Posted in Dissertations, Literary/Artistic Criticism, Media Archive, United States on 2014-10-27 19:56Z by Steven

“I am on the Coloured Side”: The Roles of the White Suitor and the Black Mother in the Tragic Mulatta Narrative

University of Massachusetts at Amherst
2013

Shannon D. Luders Manuel

What I propose to add to the already established dialogue regarding the tragic mulatta narrative is an investigation into the commonalities of the genre’s endings, as well as to assert that the tragic mulatta genre is present even at the turn of the 21st century with such works as Danzy Senna’s Caucasia. While my investigation by no means covers an exhaustive list of tragic mulatta narratives, the readings provide an overview of the ways in which the narrative has both evolved over time and stayed consistent during the antebellum, post-bellum, Harlem Renaissance, and the present day. I present each author as both building from previous authors’ works and as limited to the time period in which he or she pens the novel(s).

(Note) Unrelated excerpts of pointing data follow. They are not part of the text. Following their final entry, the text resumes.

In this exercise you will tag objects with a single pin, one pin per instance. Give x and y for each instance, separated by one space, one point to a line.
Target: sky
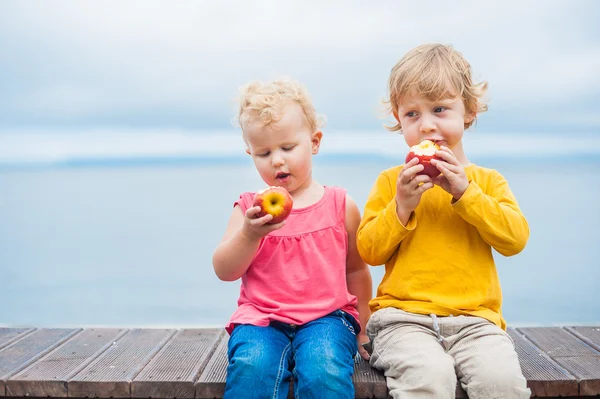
80 65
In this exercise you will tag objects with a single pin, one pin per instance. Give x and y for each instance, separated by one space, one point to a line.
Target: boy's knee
432 379
440 378
498 384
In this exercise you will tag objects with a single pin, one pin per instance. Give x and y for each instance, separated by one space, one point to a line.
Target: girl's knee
326 375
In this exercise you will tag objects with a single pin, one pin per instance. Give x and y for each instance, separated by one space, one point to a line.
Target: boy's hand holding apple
410 186
453 178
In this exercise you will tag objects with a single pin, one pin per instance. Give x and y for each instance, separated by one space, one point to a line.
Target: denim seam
280 371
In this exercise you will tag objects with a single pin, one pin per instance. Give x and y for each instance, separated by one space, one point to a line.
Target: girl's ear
316 141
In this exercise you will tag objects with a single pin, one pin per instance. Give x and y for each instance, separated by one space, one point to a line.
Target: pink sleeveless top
299 271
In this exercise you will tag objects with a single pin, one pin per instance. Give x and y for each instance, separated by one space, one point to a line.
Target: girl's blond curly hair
435 71
266 101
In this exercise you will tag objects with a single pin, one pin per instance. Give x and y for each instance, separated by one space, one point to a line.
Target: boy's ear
316 141
469 117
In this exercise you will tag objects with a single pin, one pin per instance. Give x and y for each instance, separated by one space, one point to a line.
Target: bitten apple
275 201
425 152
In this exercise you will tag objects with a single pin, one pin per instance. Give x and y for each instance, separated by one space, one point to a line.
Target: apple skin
276 201
424 152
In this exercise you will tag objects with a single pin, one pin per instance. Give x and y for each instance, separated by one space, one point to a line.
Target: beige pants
422 356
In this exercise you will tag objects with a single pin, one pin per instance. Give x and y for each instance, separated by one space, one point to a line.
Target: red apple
425 152
275 201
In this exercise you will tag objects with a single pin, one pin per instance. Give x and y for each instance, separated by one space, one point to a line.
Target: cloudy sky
178 64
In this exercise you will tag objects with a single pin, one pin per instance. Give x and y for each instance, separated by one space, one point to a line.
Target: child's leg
259 363
486 361
324 351
408 351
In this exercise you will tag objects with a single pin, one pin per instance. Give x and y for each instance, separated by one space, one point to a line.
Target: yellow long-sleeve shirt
441 261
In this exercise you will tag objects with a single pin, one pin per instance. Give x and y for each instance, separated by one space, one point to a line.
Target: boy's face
440 121
282 151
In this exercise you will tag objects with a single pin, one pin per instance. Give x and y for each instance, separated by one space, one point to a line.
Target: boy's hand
409 189
256 228
453 178
362 339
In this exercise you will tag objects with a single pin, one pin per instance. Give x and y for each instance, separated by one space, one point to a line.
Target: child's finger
251 212
447 156
409 174
425 186
262 220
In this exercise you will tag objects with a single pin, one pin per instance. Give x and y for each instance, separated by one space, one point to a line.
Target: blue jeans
318 356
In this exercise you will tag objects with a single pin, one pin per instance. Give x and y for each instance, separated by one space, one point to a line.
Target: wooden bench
191 363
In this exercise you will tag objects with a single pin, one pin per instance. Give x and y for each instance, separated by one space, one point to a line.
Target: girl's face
282 151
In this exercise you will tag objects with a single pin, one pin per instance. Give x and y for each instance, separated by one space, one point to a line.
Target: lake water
121 244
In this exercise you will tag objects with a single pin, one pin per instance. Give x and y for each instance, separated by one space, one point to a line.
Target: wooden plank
211 383
589 335
368 382
48 376
110 374
544 377
174 370
20 354
577 357
10 335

The tragic mulatta of the post-bellum rejected white male suitors as a larger and more crucial rejection of sexual slavery and depravity, as well as attempting to shield the suitors from experiencing rejection from their own white contemporaries, as Angela does at the end of Plum Bun: “But I want you to know that from now on, so far as sides are concerned, I am on the coloured side. And I don’t want you to come over on that side” (373). However, the tragic mulattas continue to reject white male suitors even into the 21st century, and I assert that this repetition is limiting both to the characters themselves and to the narrative lives of contemporary mulatta readers. I further assert that the genre continues to pair rejection of the white male suitor with a reappropriation of true “blackness” and maternal domesticity. Through observing the tragic mulatta’s need to gain identity and sense of place through her darker mother or sister and the rejection of a white male suitor, tragic mulatta scholars—as well as critical race theorists in general—become more aware of the unique position the genre holds in identity formation as seen through what I believe are critical fictional texts for an interracial nation.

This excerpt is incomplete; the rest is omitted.